|European Case Law Identifier:||ECLI:EP:BA:2009:W000709.20090915|
|Date of decision:||15 September 2009|
|Case number:||W 0007/09|
|IPC class:||A61K 38/00|
|Language of proceedings:||EN|
|Download and more information:||
|Title of application:||TPP II Inhibitors for use in the treatment of autoimmune and inflammatory diseases and transplant rejection|
|Applicant name:||OncoReg AB et al.|
|Relevant legal provisions:||
|Keywords:||Lack of unity - no|
Summary of Facts and Submissions
I. International patent application No. PCT/EP 07/005620 was filed with fifty three claims relating to the treatment with tripeptidyl-peptidase II (TPP II) inhibitors of autoimmune or inflammatory disorders or transplant rejection and to the screening for tripeptidyl-peptidase II (TPP II) inhibitors.
II. The European Patent Office (EPO), acting in its capacity as an International Searching Authority (ISA) under Article 16 PCT and Article 154 EPC informed the applicant in an invitation pursuant to Article 17(3)(a) PCT and Rule 40.1 PCT that the application did not comply with the requirement of unity of invention (Rule 13.1 PCT) and invited the applicant to pay fees for the search of three additional inventions.

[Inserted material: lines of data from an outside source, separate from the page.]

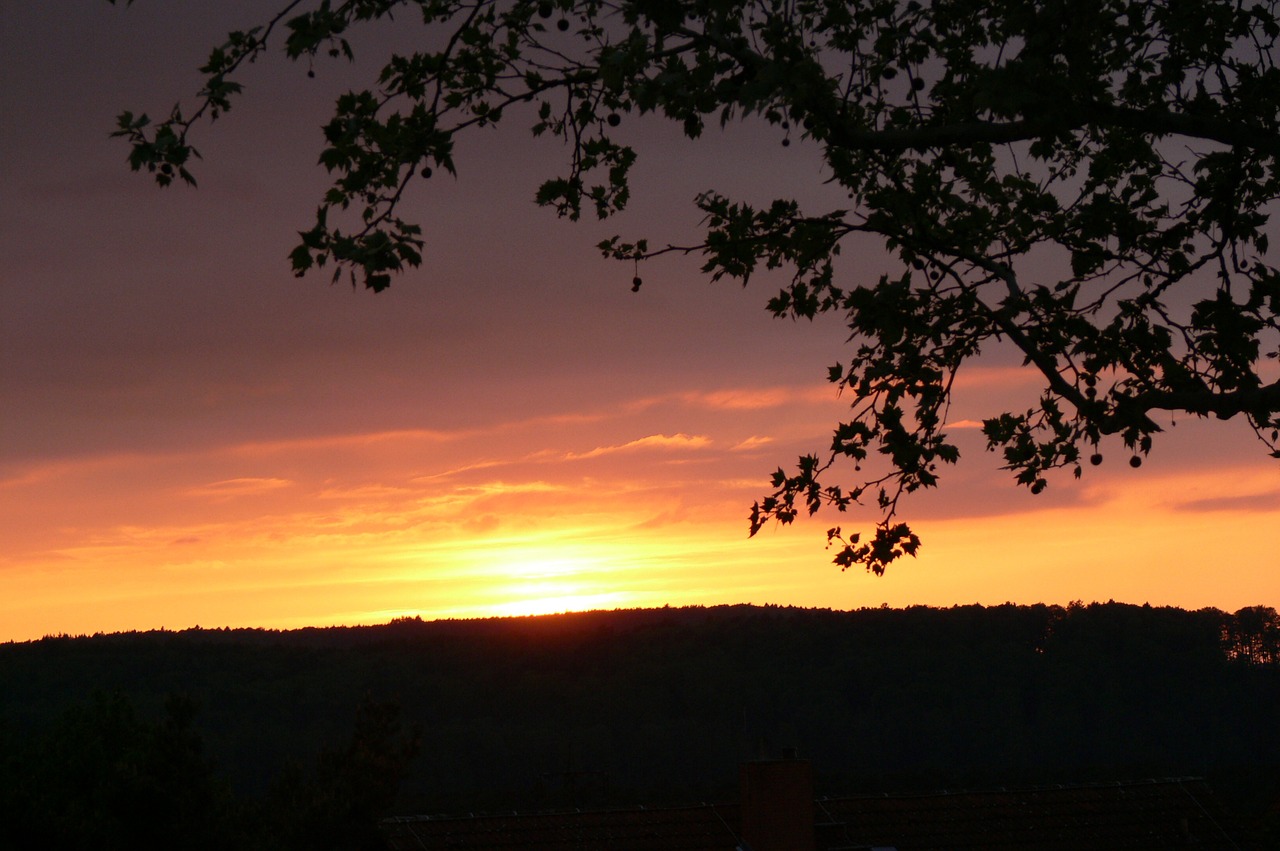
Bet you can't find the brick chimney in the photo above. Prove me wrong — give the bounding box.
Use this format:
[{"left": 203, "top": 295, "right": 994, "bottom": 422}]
[{"left": 739, "top": 754, "right": 815, "bottom": 851}]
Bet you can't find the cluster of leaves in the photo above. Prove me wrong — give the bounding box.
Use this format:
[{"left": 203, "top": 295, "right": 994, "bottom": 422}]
[{"left": 112, "top": 0, "right": 1280, "bottom": 573}]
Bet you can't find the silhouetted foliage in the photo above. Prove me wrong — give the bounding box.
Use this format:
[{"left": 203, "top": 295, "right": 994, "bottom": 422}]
[{"left": 110, "top": 0, "right": 1280, "bottom": 572}]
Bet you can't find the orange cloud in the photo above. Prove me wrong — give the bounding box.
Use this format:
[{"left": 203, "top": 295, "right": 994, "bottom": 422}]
[
  {"left": 187, "top": 476, "right": 293, "bottom": 498},
  {"left": 564, "top": 433, "right": 712, "bottom": 461}
]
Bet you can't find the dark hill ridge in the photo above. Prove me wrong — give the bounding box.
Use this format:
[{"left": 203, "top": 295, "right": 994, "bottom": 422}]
[{"left": 0, "top": 603, "right": 1280, "bottom": 811}]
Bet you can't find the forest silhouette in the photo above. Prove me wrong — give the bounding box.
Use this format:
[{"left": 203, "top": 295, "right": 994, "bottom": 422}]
[{"left": 0, "top": 603, "right": 1280, "bottom": 848}]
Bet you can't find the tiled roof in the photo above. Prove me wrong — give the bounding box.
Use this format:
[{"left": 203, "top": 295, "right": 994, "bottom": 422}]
[{"left": 383, "top": 779, "right": 1240, "bottom": 851}]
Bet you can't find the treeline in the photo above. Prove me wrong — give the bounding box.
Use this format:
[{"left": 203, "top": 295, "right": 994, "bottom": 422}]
[{"left": 0, "top": 603, "right": 1280, "bottom": 847}]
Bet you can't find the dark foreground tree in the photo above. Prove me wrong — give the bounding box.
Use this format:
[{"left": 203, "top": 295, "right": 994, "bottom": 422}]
[{"left": 113, "top": 0, "right": 1280, "bottom": 573}]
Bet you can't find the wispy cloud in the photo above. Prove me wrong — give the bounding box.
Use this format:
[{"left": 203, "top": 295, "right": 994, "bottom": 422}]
[
  {"left": 678, "top": 385, "right": 836, "bottom": 411},
  {"left": 187, "top": 476, "right": 293, "bottom": 498},
  {"left": 564, "top": 433, "right": 712, "bottom": 461},
  {"left": 1172, "top": 490, "right": 1280, "bottom": 513}
]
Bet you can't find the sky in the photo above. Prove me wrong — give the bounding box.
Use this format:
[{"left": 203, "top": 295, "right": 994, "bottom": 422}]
[{"left": 0, "top": 0, "right": 1280, "bottom": 641}]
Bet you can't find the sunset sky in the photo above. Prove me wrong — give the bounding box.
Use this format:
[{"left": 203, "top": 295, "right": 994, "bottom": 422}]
[{"left": 0, "top": 0, "right": 1280, "bottom": 640}]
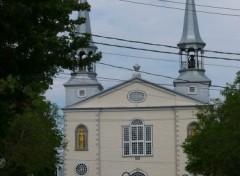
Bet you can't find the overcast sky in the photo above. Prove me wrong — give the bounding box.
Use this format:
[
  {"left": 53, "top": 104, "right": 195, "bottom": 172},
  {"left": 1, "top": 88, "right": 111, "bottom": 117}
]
[{"left": 46, "top": 0, "right": 240, "bottom": 107}]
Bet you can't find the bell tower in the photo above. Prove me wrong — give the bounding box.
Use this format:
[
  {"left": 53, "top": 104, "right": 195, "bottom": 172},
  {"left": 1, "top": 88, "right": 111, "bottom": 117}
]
[
  {"left": 173, "top": 0, "right": 211, "bottom": 103},
  {"left": 64, "top": 0, "right": 103, "bottom": 106}
]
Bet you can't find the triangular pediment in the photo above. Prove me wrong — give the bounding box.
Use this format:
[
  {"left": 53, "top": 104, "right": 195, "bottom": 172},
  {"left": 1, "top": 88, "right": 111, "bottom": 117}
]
[{"left": 65, "top": 78, "right": 202, "bottom": 109}]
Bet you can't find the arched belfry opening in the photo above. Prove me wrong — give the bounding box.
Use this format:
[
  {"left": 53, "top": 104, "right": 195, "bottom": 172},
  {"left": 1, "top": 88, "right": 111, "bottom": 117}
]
[
  {"left": 173, "top": 0, "right": 211, "bottom": 103},
  {"left": 64, "top": 0, "right": 103, "bottom": 106},
  {"left": 179, "top": 48, "right": 204, "bottom": 70}
]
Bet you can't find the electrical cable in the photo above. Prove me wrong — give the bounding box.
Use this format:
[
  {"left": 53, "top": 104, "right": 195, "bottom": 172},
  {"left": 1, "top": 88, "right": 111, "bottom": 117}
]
[
  {"left": 119, "top": 0, "right": 240, "bottom": 17},
  {"left": 90, "top": 42, "right": 240, "bottom": 61},
  {"left": 158, "top": 0, "right": 240, "bottom": 11}
]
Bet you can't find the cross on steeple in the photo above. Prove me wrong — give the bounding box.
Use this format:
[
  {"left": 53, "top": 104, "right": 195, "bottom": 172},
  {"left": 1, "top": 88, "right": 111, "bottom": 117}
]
[{"left": 173, "top": 0, "right": 211, "bottom": 103}]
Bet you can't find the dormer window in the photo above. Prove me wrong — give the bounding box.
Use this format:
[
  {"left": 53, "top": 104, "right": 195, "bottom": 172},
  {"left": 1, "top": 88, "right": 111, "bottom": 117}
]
[
  {"left": 188, "top": 86, "right": 197, "bottom": 94},
  {"left": 78, "top": 89, "right": 86, "bottom": 97}
]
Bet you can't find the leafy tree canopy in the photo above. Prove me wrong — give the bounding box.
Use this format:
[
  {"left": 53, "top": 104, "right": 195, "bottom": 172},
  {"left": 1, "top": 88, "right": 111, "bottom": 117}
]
[
  {"left": 182, "top": 72, "right": 240, "bottom": 176},
  {"left": 0, "top": 0, "right": 101, "bottom": 175},
  {"left": 0, "top": 97, "right": 63, "bottom": 176}
]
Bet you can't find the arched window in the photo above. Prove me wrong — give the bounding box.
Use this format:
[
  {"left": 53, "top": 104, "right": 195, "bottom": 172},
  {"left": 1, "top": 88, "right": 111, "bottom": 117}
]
[
  {"left": 187, "top": 122, "right": 197, "bottom": 136},
  {"left": 75, "top": 125, "right": 88, "bottom": 151},
  {"left": 123, "top": 119, "right": 152, "bottom": 156}
]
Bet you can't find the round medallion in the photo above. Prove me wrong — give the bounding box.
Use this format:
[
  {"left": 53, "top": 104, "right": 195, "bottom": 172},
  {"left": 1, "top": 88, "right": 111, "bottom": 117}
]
[{"left": 128, "top": 90, "right": 147, "bottom": 103}]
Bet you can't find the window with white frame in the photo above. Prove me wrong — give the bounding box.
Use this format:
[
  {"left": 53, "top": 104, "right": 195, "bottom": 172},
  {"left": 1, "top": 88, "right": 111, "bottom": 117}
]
[{"left": 123, "top": 119, "right": 152, "bottom": 156}]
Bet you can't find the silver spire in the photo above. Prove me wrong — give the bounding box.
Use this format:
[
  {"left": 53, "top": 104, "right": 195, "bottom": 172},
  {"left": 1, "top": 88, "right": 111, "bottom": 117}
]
[
  {"left": 177, "top": 0, "right": 206, "bottom": 48},
  {"left": 76, "top": 0, "right": 97, "bottom": 50}
]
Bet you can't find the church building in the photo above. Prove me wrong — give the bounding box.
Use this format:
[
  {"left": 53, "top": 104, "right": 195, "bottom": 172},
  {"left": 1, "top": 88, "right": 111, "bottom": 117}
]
[{"left": 63, "top": 0, "right": 211, "bottom": 176}]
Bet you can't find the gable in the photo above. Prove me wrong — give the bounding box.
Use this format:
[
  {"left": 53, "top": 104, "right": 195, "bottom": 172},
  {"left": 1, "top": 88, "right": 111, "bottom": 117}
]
[{"left": 68, "top": 79, "right": 200, "bottom": 108}]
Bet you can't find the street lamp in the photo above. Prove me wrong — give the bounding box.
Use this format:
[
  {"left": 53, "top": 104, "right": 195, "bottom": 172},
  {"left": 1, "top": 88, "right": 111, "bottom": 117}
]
[{"left": 122, "top": 172, "right": 131, "bottom": 176}]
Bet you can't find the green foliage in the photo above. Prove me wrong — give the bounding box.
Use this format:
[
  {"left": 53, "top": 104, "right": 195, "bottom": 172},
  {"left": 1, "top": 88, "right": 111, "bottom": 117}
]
[
  {"left": 182, "top": 72, "right": 240, "bottom": 176},
  {"left": 0, "top": 0, "right": 100, "bottom": 92},
  {"left": 0, "top": 97, "right": 63, "bottom": 176},
  {"left": 0, "top": 0, "right": 101, "bottom": 176}
]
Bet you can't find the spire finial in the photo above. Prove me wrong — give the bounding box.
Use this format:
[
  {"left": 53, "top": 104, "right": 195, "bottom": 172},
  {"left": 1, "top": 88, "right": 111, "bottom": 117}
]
[
  {"left": 133, "top": 63, "right": 141, "bottom": 78},
  {"left": 76, "top": 0, "right": 97, "bottom": 51},
  {"left": 178, "top": 0, "right": 206, "bottom": 49}
]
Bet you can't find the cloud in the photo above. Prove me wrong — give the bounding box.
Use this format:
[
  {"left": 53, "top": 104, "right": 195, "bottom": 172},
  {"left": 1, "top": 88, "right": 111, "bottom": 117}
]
[{"left": 47, "top": 0, "right": 240, "bottom": 106}]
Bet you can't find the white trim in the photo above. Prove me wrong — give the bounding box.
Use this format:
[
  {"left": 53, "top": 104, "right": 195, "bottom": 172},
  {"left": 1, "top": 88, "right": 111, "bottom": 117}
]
[
  {"left": 122, "top": 119, "right": 153, "bottom": 157},
  {"left": 77, "top": 89, "right": 87, "bottom": 97},
  {"left": 188, "top": 86, "right": 197, "bottom": 95}
]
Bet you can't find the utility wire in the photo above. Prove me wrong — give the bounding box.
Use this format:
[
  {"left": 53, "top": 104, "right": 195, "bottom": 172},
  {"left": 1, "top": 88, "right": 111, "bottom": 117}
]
[
  {"left": 90, "top": 42, "right": 240, "bottom": 61},
  {"left": 119, "top": 0, "right": 240, "bottom": 17},
  {"left": 98, "top": 62, "right": 226, "bottom": 89},
  {"left": 91, "top": 34, "right": 240, "bottom": 56},
  {"left": 158, "top": 0, "right": 240, "bottom": 11},
  {"left": 101, "top": 51, "right": 240, "bottom": 69}
]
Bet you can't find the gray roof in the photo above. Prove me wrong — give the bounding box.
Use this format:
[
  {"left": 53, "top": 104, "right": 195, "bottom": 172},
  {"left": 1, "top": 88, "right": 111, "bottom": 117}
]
[{"left": 177, "top": 0, "right": 206, "bottom": 48}]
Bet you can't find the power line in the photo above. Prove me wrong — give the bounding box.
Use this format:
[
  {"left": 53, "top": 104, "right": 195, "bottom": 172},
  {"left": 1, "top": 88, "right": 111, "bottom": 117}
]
[
  {"left": 98, "top": 62, "right": 226, "bottom": 89},
  {"left": 91, "top": 34, "right": 240, "bottom": 56},
  {"left": 102, "top": 51, "right": 240, "bottom": 69},
  {"left": 158, "top": 0, "right": 240, "bottom": 11},
  {"left": 90, "top": 42, "right": 240, "bottom": 61},
  {"left": 119, "top": 0, "right": 240, "bottom": 17}
]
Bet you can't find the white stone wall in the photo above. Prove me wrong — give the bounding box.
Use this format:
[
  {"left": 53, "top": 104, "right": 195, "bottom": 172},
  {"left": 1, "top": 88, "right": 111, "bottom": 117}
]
[{"left": 64, "top": 107, "right": 195, "bottom": 176}]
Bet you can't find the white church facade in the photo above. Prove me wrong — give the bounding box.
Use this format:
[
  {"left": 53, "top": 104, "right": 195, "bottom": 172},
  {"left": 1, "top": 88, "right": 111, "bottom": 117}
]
[{"left": 63, "top": 0, "right": 211, "bottom": 176}]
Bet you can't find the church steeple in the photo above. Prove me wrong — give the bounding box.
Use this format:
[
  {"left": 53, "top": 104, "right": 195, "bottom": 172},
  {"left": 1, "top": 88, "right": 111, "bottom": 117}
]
[
  {"left": 76, "top": 0, "right": 97, "bottom": 53},
  {"left": 178, "top": 0, "right": 206, "bottom": 49},
  {"left": 64, "top": 0, "right": 103, "bottom": 106},
  {"left": 173, "top": 0, "right": 211, "bottom": 103}
]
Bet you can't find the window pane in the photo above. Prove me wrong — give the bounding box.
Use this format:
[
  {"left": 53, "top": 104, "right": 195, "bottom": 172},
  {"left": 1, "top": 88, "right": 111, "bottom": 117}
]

III. In the invitation to pay additional fees the ISA stated:
"The features "compound for use" and "TPP II inhibitor" of claim 1 are known from document WO03/105835:
The common concept linking together the independent claims 1, 35, 37, 38, 44-53 is the following: use of TPP II inhibitors in medicine as well as screening for TPP II inhibitors in order to use them in medicine.
This common concept is not novel, see document WO03/105835, page 3, line 15 to page 6, line 12 where TPP II inhibitors are used in the treatment of cancer and where the screening for an inhibitor of TPP II is disclosed.
The requirement for unity of invention is not fulfilled."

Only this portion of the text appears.